We went to our first Down syndrome conference this weekend. To my surprise, it was a day filled with many different emotions. Excitement, connectedness (is that even a word?), worry, acceptance, fear, love. As a matter of fact, it's been 2 days and I think I am still trying to get myself back on track.
Our first session was for new parents. We met Dr. Allen Crocker as well as a couple of other well known women in this area, who also have children with Ds. They spoke about various issues, told stories, and then welcomed questions from the new parents. It was amazing...the connection I felt with all of these people. Even though I did not recognize their faces, even though I did not know them, I know they have walked our walk. Everyone sitting there, in that room...they know. They know what it is like. I kept looking around the room. There were so many babies in there. All with Down syndrome. And their parents. Ah. It was amazing.
The next session we went to was called: "Medical Issues In Children with Down syndrome". Need I say more? Ugh. You know, originally I had thought it would be important for us to gain more knowledge about the possible issues we may be faced with down the line. Um. Well. Maybe so, but it was certainly not the best idea for a worrier like myself to sit through a session like that. Sheesh. I left that session feeling anxious. And paranoid. Every move that Dylan makes now I wonder...hm, autism? Could it be? Please don't let it be that. So, yeah. That session was blech. I told Dave it was WTMI, in which he responded, "What the heck is WTMI?". Wayyyyy too much information, my friend. Way too much, indeed.

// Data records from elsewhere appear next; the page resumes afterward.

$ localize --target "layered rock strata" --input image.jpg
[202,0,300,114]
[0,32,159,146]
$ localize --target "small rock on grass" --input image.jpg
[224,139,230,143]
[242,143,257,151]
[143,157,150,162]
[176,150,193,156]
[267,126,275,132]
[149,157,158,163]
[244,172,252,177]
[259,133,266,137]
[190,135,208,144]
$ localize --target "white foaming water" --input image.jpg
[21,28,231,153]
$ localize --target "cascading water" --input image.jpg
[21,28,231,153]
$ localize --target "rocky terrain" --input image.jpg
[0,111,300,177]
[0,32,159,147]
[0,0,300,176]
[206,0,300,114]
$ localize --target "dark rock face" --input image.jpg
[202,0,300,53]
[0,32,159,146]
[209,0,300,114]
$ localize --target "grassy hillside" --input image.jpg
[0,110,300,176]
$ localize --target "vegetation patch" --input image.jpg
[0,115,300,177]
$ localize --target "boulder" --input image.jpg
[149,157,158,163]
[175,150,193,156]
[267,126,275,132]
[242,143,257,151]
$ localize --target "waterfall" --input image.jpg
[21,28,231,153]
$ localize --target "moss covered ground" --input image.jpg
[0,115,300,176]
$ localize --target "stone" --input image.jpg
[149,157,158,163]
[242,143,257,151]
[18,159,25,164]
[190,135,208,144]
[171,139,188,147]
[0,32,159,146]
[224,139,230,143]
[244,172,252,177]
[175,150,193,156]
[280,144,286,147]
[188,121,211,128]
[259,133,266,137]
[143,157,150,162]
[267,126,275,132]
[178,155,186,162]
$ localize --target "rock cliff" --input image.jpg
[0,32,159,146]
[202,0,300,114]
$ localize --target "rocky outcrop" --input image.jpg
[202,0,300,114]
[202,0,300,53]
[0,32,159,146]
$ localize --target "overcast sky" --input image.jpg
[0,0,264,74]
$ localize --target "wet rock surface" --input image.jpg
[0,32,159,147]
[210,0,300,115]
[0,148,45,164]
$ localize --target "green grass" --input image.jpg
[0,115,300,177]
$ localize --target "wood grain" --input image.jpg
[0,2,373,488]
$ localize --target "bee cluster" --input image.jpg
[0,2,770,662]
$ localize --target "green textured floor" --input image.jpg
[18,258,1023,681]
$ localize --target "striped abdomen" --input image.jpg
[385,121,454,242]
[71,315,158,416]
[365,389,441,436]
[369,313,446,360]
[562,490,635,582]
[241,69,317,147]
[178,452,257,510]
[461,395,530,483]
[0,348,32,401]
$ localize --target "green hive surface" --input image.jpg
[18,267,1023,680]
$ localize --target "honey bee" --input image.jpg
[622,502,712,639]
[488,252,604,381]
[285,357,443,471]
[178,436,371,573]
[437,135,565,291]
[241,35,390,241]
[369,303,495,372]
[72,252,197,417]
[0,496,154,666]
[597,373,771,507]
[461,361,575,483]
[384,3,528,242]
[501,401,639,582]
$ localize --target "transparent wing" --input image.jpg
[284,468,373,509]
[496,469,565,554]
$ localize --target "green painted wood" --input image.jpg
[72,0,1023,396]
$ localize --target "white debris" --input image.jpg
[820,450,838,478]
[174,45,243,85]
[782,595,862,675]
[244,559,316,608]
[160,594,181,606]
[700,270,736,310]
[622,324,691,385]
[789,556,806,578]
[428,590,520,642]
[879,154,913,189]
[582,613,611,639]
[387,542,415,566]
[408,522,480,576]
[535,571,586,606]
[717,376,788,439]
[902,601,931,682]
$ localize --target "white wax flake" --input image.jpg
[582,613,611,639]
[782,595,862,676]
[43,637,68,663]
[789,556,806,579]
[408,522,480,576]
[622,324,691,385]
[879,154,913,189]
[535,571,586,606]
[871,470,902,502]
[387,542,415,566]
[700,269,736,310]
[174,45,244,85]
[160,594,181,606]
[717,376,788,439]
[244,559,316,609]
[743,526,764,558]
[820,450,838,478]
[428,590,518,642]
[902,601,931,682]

We attended a luncheon in which the keynote speaker was a 20 something year old girl with Down syndrome. She made a beautiful speech about her life and her dreams. At some point during her speech, it hit me, yet again, like a ton of bricks. Dylan has Down syndrome. Dylan is going to be a 20 something year old with Down syndrome. Sounds odd, doesn't it? Here I am, at a Down syndrome conference, and it took me until about lunch to fully grasp the fact that my baby, who has Down syndrome, will grow up to be a 20 year old with Down syndrome.
Dave went to the last session about financial planning while I decided to blow it off. By this point Dylan was getting tired as was I. In between my yawns, my mind raced with thoughts. Thoughts about Down syndrome. I spent the last hour or so with my new friend, Michelle, and her little guy, Aaron. We walked up and down the halls trying to process this Down syndrome stuff and what it may mean for our sons.
I am glad that we decided to go. I mean, it was a lot. It was a very heavy day, but a day that was necessary. Another step forward for us in this journey, I think.